Use array_api in Gaussian Mixture Models #99

thomasjpfan · 2022-01-04T22:50:56Z

Here is a short example comparing runtime between cupy.array_api and np.ndarray, which shows the speed up from using cupy. Note that cupy was build with my fork which includes this commit. (I opened a PR in cupy to upstream the fix)

This PR also has an example of a global configuration option to control the dispatching.

thomasjpfan

I left some comments about what kind of workaround was needed to get Gaussian Mixture Models to support array_api.

CC @rgommers @IvanYashchuk

thomasjpfan · 2022-01-04T22:52:02Z

sklearn/mixture/_base.py

+        if is_array_api:
+            log_resp = weighted_log_prob - np.reshape(log_prob_norm, (-1, 1))
+        else:
+            with np.errstate(under="ignore"):
+                # ignore underflow
+                log_resp = weighted_log_prob - log_prob_norm[:, np.newaxis]


Workaround for no errstate in array_api.

I don't think floating point warnings will ever be portable. They're not even consistent in NumPy, and a constant source of pain. Maybe we need (later) a utility context manager errstate that is do-nothing or delegate to library-specific implementation, to remove the if-else here.

thomasjpfan · 2022-01-04T22:52:18Z

sklearn/mixture/_gaussian_mixture.py

-        covariances[k].flat[:: n_features + 1] += reg_covar
+        diff = X - means[k, :]
+        covariances[k, :, :] = ((resp[:, k] * diff.T) @ diff) / nk[k]
+        np.reshape(covariances[k, :, :], (-1,))[:: n_features + 1] += reg_covar


Workaround for no flat in array_api.

hard to read either way; I don't think this is a portable solution. covariances is not a 1-D array; wouldn't it be better to reshape the right-hand side here to match the shape of the left-hand size (or broadcast correctly)?

In this case, the right-hand side is a float. The line is adding a float to the diagonal, something like this:

import numpy as np covariances = np.ones((3, 3)) reg_covar = 4.0 np.fill_diagonal(covariances, covariances.diagonal() + reg_covar)
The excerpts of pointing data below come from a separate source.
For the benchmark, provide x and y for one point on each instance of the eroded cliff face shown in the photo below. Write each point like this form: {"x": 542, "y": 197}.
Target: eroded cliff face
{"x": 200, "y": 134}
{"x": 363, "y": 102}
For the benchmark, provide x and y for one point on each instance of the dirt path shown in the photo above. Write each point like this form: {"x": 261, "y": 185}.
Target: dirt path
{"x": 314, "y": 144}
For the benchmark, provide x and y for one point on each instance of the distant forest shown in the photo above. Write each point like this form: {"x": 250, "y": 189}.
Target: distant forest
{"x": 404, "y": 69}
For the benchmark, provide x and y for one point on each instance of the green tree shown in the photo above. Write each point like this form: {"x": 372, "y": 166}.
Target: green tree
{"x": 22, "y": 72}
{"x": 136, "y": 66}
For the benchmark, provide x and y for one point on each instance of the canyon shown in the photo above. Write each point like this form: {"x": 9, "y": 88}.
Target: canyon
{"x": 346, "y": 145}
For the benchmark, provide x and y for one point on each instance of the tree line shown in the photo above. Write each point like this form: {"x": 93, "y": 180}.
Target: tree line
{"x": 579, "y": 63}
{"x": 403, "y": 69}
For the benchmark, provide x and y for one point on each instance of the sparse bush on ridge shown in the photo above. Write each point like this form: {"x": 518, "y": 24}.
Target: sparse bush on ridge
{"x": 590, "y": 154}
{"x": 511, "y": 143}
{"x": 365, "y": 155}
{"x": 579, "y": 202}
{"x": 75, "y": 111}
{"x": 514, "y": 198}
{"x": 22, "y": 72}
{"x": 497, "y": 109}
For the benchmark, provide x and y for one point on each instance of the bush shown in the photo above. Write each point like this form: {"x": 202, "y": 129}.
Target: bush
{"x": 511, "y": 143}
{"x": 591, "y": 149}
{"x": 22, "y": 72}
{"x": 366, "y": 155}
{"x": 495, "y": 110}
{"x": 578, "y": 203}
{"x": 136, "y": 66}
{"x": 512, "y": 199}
With only array_api, I see two options:

The current one with reshaping and slicing.

Create the diagonal array on the right hand side (which would allocate more memory compare to option 1):

import numpy.array_api as xp covariances = xp.ones((3, 3)) reg_covar = 4.0 covariances += reg_covar * np.eye(3)

I could be missing another way of "adding a scalar to the diagonal" using only array_api.

There's linalg.diagonal that returns the matrix diagonal but the standard doesn't specify whether it's a view or copy operation. numpy.array_api implementation wraps np.diagonal that returns a non-writable view.

In [1]: import numpy.array_api as xp In [2]: covariances = xp.ones((3, 3)) In [3]: diag = xp.linalg.diagonal(covariances) In [4]: reg_covar = 4.0 In [5]: diag += reg_covar --------------------------------------------------------------------------- ValueError Traceback (most recent call last) <ipython-input-5-dc9034854296> in <module> ----> 1 diag += reg_covar ~/.conda/envs/cupy-scipy/lib/python3.9/site-packages/numpy/array_api/_array_object.py in __iadd__(self, other) 739 if other is NotImplemented: 740 return other --> 741 self._array.__iadd__(other._array) 742 return self 743 ValueError: output array is read-only

You can never assume something is a view because multiple libraries don't have such a concept. And the ones that do are inconsistent with each other. tl;dr relying on views is always a bug.

Here's some additional info on why relying on views is not portable:
https://data-apis.org/array-api/latest/design_topics/copies_views_and_mutation.html

This is again an example where the desire to support simultaneously efficient NumPy and portable Array API codes leads to two code paths.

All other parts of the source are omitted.